The actual skew in options implied volatility has also dropped as we crashed in August - makes perfect sense as those that were betting on a nasty downside surprise or hedging, have taken profits or reduced their hedge as a degree of comfort comes back into the market.

While VIX has dropped, implied correlation (another options implied measure) remains very elevated. The implied correlation measures the difference between what the index options imply and what the aggregation of the underlying components of the index imply - if correlation was 1 between every pair of names in the S&P 500 then S&P index implied volatility would be the same as a weighted average of all the underlying options implied vols. We know that correlations rise in crash scenarios considerably more than in rising scenarios and so tracking implied correlation can offer insight into how professionals view crash risk.

 

This measure is extremely hard for any retail or non-hedge-fun/non-market-making desk to trade due to the number of tickets and simultaneity of the trades required (as well as the hedging program) and so when this moves, we believe it reflects professional opinion in a non-contrarian manner (i.e. retail is not involved).

As VIX has dropped from crisis levels recently, Implied Correlation has continued to rise as professionals adjust their prices for index options vs underlying single-name options to reflect this systemic risk concern.

 

The bottom line is that options skews have dropped (the cost of protecting significant downside has reduced relative to upside: e.g. 90%/110% SPY skew has dropped from 1.8x to 1.5x in the last 2 months), and long and short-term kurtosis (fat-tail concerns - high risk of extreme moves) has dropped recently, distributional skewness (downside tails relative to upside tails) is rising - indicating less concern over downside tail moves.

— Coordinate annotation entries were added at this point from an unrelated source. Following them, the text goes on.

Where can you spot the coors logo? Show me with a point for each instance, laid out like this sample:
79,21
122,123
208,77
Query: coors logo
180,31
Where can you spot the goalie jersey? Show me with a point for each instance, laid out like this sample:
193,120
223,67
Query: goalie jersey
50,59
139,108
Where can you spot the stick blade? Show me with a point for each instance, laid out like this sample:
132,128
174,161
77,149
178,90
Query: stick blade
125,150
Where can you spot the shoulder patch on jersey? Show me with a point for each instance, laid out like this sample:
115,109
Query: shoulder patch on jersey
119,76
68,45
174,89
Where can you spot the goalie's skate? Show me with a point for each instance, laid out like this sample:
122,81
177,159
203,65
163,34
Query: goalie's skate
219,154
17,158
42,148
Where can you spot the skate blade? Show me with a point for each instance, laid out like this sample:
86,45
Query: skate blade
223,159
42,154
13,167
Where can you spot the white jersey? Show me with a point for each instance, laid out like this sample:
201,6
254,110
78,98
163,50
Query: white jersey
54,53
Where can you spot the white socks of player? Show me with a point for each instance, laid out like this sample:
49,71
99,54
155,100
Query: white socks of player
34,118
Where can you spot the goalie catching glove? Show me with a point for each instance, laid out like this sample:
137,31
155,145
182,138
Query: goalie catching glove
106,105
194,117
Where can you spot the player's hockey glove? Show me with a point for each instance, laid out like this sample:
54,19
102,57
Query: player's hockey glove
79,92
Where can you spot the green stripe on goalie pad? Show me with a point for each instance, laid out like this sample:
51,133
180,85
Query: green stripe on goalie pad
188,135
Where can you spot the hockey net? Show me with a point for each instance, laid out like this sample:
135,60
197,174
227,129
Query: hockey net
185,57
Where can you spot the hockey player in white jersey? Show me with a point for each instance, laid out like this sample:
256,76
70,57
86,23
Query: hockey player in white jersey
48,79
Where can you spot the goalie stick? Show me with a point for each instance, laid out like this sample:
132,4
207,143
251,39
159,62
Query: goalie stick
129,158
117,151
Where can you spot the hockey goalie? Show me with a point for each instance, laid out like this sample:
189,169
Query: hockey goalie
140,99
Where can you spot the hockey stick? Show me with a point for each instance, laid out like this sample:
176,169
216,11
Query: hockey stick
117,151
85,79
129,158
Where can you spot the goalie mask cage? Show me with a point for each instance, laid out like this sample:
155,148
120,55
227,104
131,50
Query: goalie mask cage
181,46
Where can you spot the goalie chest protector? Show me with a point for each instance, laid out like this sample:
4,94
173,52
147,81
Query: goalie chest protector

Put all of these together and it is clear that investors have swung from very anxious to more neutral and add the non-contrarian implied correlation signaling concerns over crash risk (or a high correlation event) and we are concerned.

When all of these indications are at extremes, there is little chance of an extended downside move since broad swathes of investors are hedged and hence not feeling all the pain - however, with current levels having normalized modestly, any downside shock (no QE3 for example) could easily be exaggerated by unhedged forced selling. It is somewhat contrarian but in the same way as when everyone is short we can get a short squeeze, when everyone is hedged a market will not drop as aggressively - our indications show investors are less hedged (even though Pisani will tell us the Fear Index remains elevated) and downside risk potential is high.